Sites & cities that bear the name of Gezer


Today in : Israel
First trace of activity : ca. 30th century B.C.E
Last trace of activity : ca. 1st century C.E
Recorded names : ḳꜣḏꜣꜣr, ḳꜣḏjr, Gazru, Tel Gezer, גֶּזֶר‎, تل الجزر, Tell Jezar, Tell el-Jezari, Montgisard?, Mont Gizar?, Abu Shusha

Description : Gezer, or Tel Gezer (Hebrew: גֶּזֶר)(also Tell el-Jezer), also known as Abu Shusheh, is an archaeological site in the foothills of the Judaean Mountains at the border of the Shfela region roughly midway between Jerusalem and Tel Aviv. It is now an Israeli national park. In the Hebrew Bible, Gezer is associated with Joshua and Solomon. It became a major fortified Canaanite city-state in the first half of the 2nd millennium BCE. It was later destroyed by fire and rebuilt. The Amarna letters mention kings of Gezer swearing loyalty to the Egyptian Pharaoh. Its importance was due in part to the strategic position it held at the crossroads of the ancient coastal trade route linking Egypt with Syria, Anatolia and Mesopotamia, and the road to Jerusalem and Jericho, both important trade routes. The first settlement established at Tel Gezer dates to the end of the 4th millennium BCE during the Chalcolithic period, when large caves cut into the rock were used as dwellings.
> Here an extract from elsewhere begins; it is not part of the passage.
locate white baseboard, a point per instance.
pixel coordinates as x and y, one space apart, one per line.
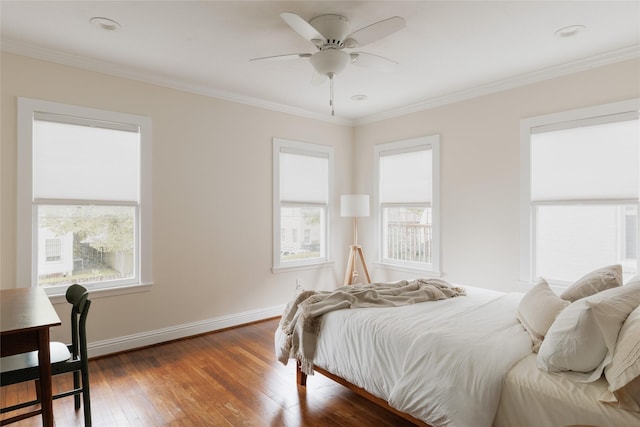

At the beginning of the Early Bronze Age (early 3rd millennium BCE), an unfortified settlement covered the tell. It was destroyed in the middle of the 3rd millennium BCE and subsequently abandoned for several centuries. In the Middle Bronze Age IIB (MBIIB, first half of the 2nd millennium BCE), Gezer became a major city, well fortified and containing a large cultic site. It may have grown due to MBIIA-sites like Aphek becoming weaker.